AdHoc Wi-Fi Networks

Sometimes it’s useful to create a WLAN (wireless network) between two or more Wi-Fi-enabled computers without using an Wi-Fi router. These computer-to-computer networks are usually referred to as AdHoc wireless networks.

create

Create an ad-hoc Wi-Fi network on Mac OSX

On a Mac OSX (Yosemite 10.10.5) it’s easy to set up such a network. Choose Create Network from the Wi-Fi status icon in the menu bar. Enter a name (in my case : radiologic-open) for the new network and select the channel (default channel = 11). You will notice that there is no password protection to secure the network. A WEP (Wired Equivalent Encryption) algorithm was however available in previous versions of the OSX system. WEP was Wi-Fi’s first encryption standard and was almost intentionally designed to be weak due to issues related to the US export policies about encryption. WEP was deprecated in 2003 and replaced by WPA2 (Wi-Fi Protected Access) by the Wi-Fi Alliance.

In Yosemite, Apple killed WEP once for all, without replacing it by another protection method in AdHoc mode.

open

Chose name and channel for the AdHoc network

If the icon isn’t in the menu bar, choose Apple menu > System Preferences, then click Network (réseau). Click Wi-Fi and select the Show Wi-Fi status in menu bar checkbox.

Mac OSX

Mac OSX System Preferences

The Wi-Fi status menu shows the established connection with the radiologic-open network. The menu allows an easy logout and reconnection to another Wi-Fi network. An automatic logout occurs when the Mac screen is powered off.

Radoio

Wi-Fi status menu shows the AdHoc network active

Infrastructure Wi-Fi networks

There exist a second possibility to set up a Wi-Fi network on Mac OSX. The computer is configured as a software Wi-Fi base station. This allows to share an Internet connection and offers a password protection, but it has another inconvenience. You need a working wired Ethernet connection between your Mac and a hub, even if the hub is not connected to the Internet. The next picture shows my test setup: my MacBookAir is connected via a Ethernet-Thunderbolt interface to an ancient 10 Mbit/s Ethernet hub.

Thunderbolt-Ethernet

MacBookAir connected with Thunderbolt-Ethernet interface to hub

First you need to configure the Ethernet-Thunderbold interface. Go to Network in System Preferences and select the automatic configuration. The interface gets a self-assigned IP address in the range 169.254.x.x.

network

Ethernet-Thunderbolt automatic configuration

In the next step go to the Sharing Preference Pane in the System Preferences. Select Ethernet-Thunderbold as source port and Wi-Fi as destination port. Select Wi-Fi options to enter a name (in my case : radiologic-secure) of the network, to select a channel and to define a password (minimum 8 characters; numbers are not recognized on BlackBerry and Android).

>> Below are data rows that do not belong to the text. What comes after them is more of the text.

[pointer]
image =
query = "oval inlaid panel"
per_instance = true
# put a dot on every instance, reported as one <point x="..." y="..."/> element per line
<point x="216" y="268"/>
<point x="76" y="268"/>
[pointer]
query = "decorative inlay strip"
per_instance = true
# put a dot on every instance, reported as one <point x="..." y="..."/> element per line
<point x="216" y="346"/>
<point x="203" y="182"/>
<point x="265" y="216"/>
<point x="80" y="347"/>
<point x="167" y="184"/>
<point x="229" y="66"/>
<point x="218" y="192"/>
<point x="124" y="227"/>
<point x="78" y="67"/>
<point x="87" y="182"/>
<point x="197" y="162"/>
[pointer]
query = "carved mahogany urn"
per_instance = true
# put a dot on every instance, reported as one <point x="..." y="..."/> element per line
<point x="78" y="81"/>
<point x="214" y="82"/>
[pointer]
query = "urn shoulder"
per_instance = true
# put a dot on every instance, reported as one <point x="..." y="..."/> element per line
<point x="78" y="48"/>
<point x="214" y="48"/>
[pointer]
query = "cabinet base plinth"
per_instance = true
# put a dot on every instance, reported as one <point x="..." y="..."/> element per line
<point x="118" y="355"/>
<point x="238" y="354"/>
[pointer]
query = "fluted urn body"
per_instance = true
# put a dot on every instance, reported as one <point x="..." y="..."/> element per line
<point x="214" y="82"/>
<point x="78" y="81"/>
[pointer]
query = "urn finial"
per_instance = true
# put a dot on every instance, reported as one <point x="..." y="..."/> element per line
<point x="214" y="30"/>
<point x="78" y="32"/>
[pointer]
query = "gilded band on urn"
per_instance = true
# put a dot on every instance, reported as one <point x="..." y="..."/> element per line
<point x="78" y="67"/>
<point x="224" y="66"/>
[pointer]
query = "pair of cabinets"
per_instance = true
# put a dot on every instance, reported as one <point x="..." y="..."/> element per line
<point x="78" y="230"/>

Internet Sharing Wi-Fi network configuration

Internet Sharing Wi-Fi network configuration

Finally check the Internet sharing checkbox and confirm the settings to activate the connection.

Share

Activate the Internet sharing

The resulting pane is shown below.

rads

Activated Internet sharing pane

The Wi-Fi status is updated automatically. To log out, desactivate the Wi-Fi connection in the corresponding menu. An automatic logout occurs when the Mac screen is powered off.

Radio

Wi-Fi status menu showing Internet sharing

The following table shows which of my devices are capable to connect to the Mac OSX AdHoc and Infrastructure networks.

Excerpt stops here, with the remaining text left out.